Langchain Chromadb Thumbnail/featureimage

LangChain Chromadb: LangChain, is a framework used to chain together various LLMs and other functionalities to build apps that use Large Language Models that deal with data that is in numerical form, forming the form of vectors long lists of numbers that have some meaning of features associated with them, which is used to do a semantic search but where to save them here Vector stores like chromaDB come to help us.

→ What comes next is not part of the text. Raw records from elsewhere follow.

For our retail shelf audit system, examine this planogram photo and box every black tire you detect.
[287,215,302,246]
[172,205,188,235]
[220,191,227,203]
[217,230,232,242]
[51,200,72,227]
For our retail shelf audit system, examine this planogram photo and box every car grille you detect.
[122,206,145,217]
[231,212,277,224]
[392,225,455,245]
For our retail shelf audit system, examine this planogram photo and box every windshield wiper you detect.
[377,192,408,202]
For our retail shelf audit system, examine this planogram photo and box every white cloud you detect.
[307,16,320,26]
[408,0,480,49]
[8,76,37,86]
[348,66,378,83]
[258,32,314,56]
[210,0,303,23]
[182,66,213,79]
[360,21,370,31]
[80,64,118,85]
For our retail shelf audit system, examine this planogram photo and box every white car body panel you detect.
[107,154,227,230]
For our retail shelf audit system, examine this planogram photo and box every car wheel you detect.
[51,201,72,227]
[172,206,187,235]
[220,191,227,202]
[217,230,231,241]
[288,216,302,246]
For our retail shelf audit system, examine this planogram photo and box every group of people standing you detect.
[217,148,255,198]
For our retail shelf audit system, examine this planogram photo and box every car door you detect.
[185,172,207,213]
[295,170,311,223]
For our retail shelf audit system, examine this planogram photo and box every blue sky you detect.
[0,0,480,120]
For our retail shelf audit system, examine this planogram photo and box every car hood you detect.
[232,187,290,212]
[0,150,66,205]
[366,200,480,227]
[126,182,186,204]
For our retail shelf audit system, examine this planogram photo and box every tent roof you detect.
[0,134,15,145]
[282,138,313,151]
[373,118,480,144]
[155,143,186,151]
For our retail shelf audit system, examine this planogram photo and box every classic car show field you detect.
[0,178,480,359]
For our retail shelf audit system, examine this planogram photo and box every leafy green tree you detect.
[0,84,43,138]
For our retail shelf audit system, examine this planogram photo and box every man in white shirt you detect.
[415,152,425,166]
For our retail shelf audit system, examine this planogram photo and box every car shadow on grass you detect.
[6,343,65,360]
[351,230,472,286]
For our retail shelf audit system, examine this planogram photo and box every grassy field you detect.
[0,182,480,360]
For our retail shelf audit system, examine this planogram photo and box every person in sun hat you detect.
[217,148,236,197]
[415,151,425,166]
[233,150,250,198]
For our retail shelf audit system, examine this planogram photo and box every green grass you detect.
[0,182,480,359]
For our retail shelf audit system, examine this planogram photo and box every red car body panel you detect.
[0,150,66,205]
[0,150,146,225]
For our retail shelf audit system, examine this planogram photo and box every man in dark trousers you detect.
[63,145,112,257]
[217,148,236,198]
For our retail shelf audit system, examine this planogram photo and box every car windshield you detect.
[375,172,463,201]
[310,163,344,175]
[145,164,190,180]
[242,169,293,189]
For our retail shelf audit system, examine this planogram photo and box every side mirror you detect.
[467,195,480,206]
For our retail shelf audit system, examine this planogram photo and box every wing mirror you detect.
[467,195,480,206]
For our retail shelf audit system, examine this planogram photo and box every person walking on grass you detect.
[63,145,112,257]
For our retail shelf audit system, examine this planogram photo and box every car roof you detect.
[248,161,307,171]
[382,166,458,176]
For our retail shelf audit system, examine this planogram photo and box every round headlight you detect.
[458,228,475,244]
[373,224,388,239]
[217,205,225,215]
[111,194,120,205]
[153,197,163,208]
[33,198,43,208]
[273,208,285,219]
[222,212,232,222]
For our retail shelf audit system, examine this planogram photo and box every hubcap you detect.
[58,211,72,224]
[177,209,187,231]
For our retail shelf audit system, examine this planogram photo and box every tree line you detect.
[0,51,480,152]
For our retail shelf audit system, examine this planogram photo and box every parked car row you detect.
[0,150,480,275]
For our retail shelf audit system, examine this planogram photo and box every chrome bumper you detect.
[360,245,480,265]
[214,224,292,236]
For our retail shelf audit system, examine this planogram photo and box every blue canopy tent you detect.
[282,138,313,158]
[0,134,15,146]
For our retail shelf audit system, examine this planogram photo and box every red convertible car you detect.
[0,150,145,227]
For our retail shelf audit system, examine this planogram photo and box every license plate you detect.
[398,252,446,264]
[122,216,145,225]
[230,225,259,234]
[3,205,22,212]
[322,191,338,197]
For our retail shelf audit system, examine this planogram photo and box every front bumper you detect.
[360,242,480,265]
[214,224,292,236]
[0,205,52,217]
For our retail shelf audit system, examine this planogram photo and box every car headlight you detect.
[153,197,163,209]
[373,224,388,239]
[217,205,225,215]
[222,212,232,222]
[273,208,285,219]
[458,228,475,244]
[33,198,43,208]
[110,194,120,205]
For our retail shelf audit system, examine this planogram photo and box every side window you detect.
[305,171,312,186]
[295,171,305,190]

We have already covered LangChain FAISS, then what is needed for LangChain Chroimadb? Well, in FAISS, we used the Python feature of pickles to save the vector embeddings to our local machine, but in Chromadb, when we use it it creates a SQL file along with a long list of metadata.

We are using the word Langchain Chromadb, as Chromadb is designed in such a way that it integrates easily with LangChain, and in this article, we will use Langchain, OpenAI to generate embeddings, and ChromaDB to save and load embeddings.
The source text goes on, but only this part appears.